The Company has retained Barclays Capital Inc. to act as Dealer Manager
in connection with the tender offer and Solicitation Agent in connection
with the consent solicitation. Questions about the tender offer and
consent solicitation may be directed to Barclays Capital Inc. at (866)
307-8991 (toll free) or (212) 412-4072 (collect). Copies of the Offer
Documents and other related documents may be obtained from Global
Bondholder Services Corporation, the information agent for the tender
offer and consent solicitation, at (866) 470-4200 (toll free) or (212)
430-3774 (collect).
The tender offer and consent solicitation is being made solely by means
of the Offer Documents. Under no circumstances shall this press release
constitute an offer to purchase or the solicitation of an offer to sell
either series of the Notes or any other securities of the Company or
Goodman Global, Inc. It also is not a solicitation of consents to the
proposed amendments to each of the indentures. No recommendation is made
as to whether holders of the Notes should tender their Notes or give
their consent.
About Goodman
Houston-based Goodman Global, Inc. is the second-largest domestic unit
manufacturer of heating, ventilation and air conditioning products for
residential and light-commercial use. Goodman’s
products are predominantly marketed under the Goodman®,
Amana® and Quietflex®
brand names, and are sold through company-operated and independent
distribution networks with more than 850 distribution points throughout
North America. For more information about Goodman, visit www.goodmanglobal.com.
Amana® is a
trademark of Maytag Corporation and is used under license to Goodman
Company, L.P. All rights reserved.
Forward-Looking Statements
This release contains forward-looking statements within the meaning of
the “safe harbor”
provisions of the Private Securities Litigation Reform Act of 1995.
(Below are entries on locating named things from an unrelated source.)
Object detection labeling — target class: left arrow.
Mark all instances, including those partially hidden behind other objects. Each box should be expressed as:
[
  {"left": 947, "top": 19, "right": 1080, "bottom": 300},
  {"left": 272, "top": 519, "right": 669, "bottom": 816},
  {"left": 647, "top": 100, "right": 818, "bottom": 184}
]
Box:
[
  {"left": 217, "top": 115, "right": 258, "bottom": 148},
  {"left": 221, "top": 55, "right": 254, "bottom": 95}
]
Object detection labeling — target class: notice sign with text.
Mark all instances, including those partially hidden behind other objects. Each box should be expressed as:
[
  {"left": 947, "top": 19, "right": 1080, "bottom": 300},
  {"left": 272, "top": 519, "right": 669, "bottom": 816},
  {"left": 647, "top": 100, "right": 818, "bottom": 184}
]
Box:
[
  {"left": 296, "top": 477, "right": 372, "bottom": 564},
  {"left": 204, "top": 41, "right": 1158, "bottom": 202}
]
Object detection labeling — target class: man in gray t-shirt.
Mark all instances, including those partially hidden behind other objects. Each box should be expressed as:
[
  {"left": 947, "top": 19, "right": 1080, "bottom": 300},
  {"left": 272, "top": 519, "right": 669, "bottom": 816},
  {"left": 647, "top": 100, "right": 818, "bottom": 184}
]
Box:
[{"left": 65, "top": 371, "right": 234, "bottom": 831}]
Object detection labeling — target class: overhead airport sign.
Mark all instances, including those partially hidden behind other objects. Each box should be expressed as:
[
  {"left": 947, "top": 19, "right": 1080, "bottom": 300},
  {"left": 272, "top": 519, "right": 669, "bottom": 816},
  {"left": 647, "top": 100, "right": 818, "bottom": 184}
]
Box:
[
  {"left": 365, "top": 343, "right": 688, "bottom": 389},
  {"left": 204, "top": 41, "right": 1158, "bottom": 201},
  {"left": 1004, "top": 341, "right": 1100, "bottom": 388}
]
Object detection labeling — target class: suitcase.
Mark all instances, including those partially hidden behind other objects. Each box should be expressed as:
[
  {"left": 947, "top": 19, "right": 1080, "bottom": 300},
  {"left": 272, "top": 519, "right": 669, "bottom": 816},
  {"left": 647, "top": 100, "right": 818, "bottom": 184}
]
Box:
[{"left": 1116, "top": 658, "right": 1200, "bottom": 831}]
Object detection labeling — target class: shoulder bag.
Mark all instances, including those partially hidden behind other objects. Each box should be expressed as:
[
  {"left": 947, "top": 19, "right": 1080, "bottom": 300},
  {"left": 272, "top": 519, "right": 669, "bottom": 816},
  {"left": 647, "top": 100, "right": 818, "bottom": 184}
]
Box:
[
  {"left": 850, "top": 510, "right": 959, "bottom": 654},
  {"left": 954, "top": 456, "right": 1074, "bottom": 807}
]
These forward-looking statements involve known and unknown risks,
uncertainties and other factors that may affect our financial
information and the Company’s ability to
complete the tender offer and the consent solicitation. Any
forward-looking statements speak only as of the date of this release
and, except to the extent required by applicable securities laws, we
expressly disclaim any obligation to update or revise any of them to
reflect actual results, any changes in expectations or any change in
events. If we do update one or more forward-looking statements, no
inference should be drawn that we will make additional updates with
respect to those or other forward-looking statements. Factors that could
affect our financial information and the Company’s
ability to complete the tender offer and the consent solicitation
include, but are not limited to: changes in general economic and
business conditions; our ability to compete in specific geographic
markets or business segments that are material to us; an economic
downturn; changes in weather patterns and seasonal fluctuations;
significant increases in the cost of raw materials and components; a
decline in our relations with our key distributors; and damage or injury
caused by our products.
Additional information concerning factors that may influence our
financial information is discussed under “Risk
Factors,” “Management’s
Discussion and Analysis of Financial Condition and Results of Operations,”
“Quantitative and Qualitative Disclosures
About Market Risk” and “Forward-Looking
Statements” in our Annual Report on Form 10-K
for the year ended December 31, 2006, and under “Risk
Factors,” “Management’s
Discussion and Analysis of Financial Condition and Results of Operations,”
“Quantitative and Qualitative Disclosures
About Market Risk” and “Forward-Looking
Statements” in our Quarterly Reports on Form
10-Q for the quarter ended September 30, 2007, as well as in our press
releases and other periodic filings with the Securities and Exchange
Commission. Such filings are available publicly and may be obtained from
our web site at www.goodmanglobal.com.